Each Grateful Dead concert was an event all unto itself. Many believe the Grateful Dead preserved the blissful, undisturbed ideals of the 1960s, and their concerts provided an atmosphere were ethos and mores from this period were not only accepted, but encouraged. End of the Road is a film detailing this atmosphere during the Grateful Dead's final tour, as well as examining the thoughtful reaction of deadheads to Garcia's passing. It offers a unique perspective of the parking lot scene before/during/after concerts on the final Grateful Dead tour, as it began on the West Coast and worked it's way east, ending in Chicago, IL at Soldier Field. The film observes how the atmosphere at Grateful Dead shows gradually transformed from peace, love, and serenity; to hard drugs, a mob mentality, and turmoil that ultimately threatened the Dead's very existence.
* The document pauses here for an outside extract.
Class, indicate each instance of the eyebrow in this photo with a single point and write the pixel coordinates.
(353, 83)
End of the Road was produced, directed, edited, and photographed by Brent Meeske. The first part of the documentary examines the deviation in the behavior of fans at concerts throughout the tour, with a boiling point being the gate crashing incident at Deer Creek. Changes in fan behavior were not exclusively linked to the summer 95 tour, nor did the first gate crashing incident occur then. Gate crashing episodes go back to the 1980s, but Deer Creek was the first time it was substantial enough to cancel a concert for the first time in 30 years. One fan states, "three or four years prior (to 1995), there was an influx of people that started showing up at Dead shows with a completely different mentality." As one older fan notes, dead concerts are gatherings or "microcosms of society." Perhaps the incursion of negativity to the deadhead scene mirrors the shift in popular culture/music to grunge and angst ridden alternative at that time.

The Deer Creek incident and the canceling of the next night's show had a weighty effect on deadheads (at least the one's interviewed in End Of The Road). Many fans vowed to recapture their scene from this unwelcome facet of latter-day Grateful Dead concert scenes.

Interestingly, there is no concert footage of the Grateful Dead. The film focus's solely on the fans. For people like me who were unable to witness a Grateful Dead show, it gives a fascinating look at the Grateful Dead scene in 1995. Watching the Grateful Dead and deadheads literally take over stadiums and the areas surrounding them showed the mass attraction of the band and environment. The circus-like atmosphere of the parking lot is well documented, as Meeske literally becomes a touring deadhead and is accepted into the deadhead community. There was some initial skepticism by the deadheads surrounding his use of a camera and being filmed, but Meeske ultimately obtains the approval and acceptance of those he interviews in the parking lots pre/during/post show. Interviewees discuss everything from what/why they are selling various items on tour, why they are on tour to begin with, and how the scene has changed/is changing.

Following the end of the summer tour, the film documents the reaction to Garcia's death on August 9, 1995 in the Haight-Ashbury neighborhood and the memorial in Golden Gate Park. The footage of each surviving member of the Grateful Dead speaking at the memorial is poignant. A neat bonus feature (one of many included with the disc) video of the entire memorial, both uncut and unedited.

I suspect the future will bring more documentaries' examining the deadhead phenomenon and the spectacle surrounding the Grateful Dead and their concerts. As 2005 marks the 10th anniversary of Jerry Garcia's death and collective end of The Grateful Dead, End of the Road offers a sincere illustration of the dramatic changes transpiring within and without the Grateful Dead scene in 1995.